In this new section - Data selection, we will learn about advanced techniques of data selection with pandas, how to select a subset of data, how to select multiple rows and columns from a dataset, how to do sorting on a pandas DataFrame or a series, how to filter roles of a pandas DataFrame and also learn how to apply multiple filters to a pandas DataFrame. We will also loook at how to use the axis parameter in pandas and the uses of string methods in pandas. Finally we will learn how to change the datatype of a pandas series.

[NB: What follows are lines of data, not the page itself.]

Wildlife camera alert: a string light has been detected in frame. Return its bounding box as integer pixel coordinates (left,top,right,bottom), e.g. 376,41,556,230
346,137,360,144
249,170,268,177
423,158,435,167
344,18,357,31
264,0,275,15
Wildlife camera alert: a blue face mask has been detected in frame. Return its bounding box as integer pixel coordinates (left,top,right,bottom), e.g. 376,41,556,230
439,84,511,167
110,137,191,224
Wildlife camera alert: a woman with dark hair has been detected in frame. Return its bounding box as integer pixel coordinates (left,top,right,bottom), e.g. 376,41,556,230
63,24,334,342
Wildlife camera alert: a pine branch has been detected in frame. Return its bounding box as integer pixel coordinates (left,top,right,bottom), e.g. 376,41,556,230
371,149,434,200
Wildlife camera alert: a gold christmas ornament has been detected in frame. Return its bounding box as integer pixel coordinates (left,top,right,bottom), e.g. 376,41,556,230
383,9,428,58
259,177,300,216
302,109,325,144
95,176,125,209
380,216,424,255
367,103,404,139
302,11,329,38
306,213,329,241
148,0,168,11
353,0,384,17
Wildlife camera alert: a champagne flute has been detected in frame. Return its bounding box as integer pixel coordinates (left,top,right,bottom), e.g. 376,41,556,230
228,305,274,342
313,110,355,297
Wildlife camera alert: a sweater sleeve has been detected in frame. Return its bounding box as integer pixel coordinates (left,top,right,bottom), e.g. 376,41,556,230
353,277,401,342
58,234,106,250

We will be suing a real dataset from zillow.com, an online real estate marketplace that releases house price datasets as part of their research effort.

In [1]:
from google.colab import drive
drive.mount('/content/drive')

Mounted at /content/drive


In [2]:
%cd /content/drive/My Drive/Colab Notebooks

/content/drive/My Drive/Colab Notebooks


In [3]:
# We will import the pandas modules
import pandas as pd

We will then read in our dataset. Since it is a CSV file, we will be using a pandas'read_csv method for this. We will pass the file name with a comma as a separator to the read_csv method and we will create a DataFrame out of this data which we name data

In [4]:
data= pd.read_csv('data-zillow.csv', sep=',')
data.head()

Unnamed: 0,Date,RegionID,RegionName,State,Metro,County,SizeRank,Zhvi
0,2017-05-31,6181,New York,NY,New York,Queens,0,672400
1,2017-05-31,12447,Los Angeles,CA,Los Angeles-Long Beach-Anaheim,Los Angeles,1,629900
2,2017-05-31,17426,Chicago,IL,Chicago,Cook,2,222700
3,2017-05-31,13271,Philadelphia,PA,Philadelphia,Philadelphia,3,137300
4,2017-05-31,40326,Phoenix,AZ,Phoenix,Maricopa,4,211300


The DataFrame is created and we did read a few records from the dataset by performing the data.head() method on the DataFrame. This will give the output with columns, such as Date, and some location fields, such as RegionName, State, Metro and Country. The last column title Zhvi is a Zillow term and is the mean house price of that particular region.

**Sorting a pandas DataFrame**

In this video we will learn about the pandas sort_values method. We will also use various methods to sort a pandas DataFrame and learn how to sort a pandas series object.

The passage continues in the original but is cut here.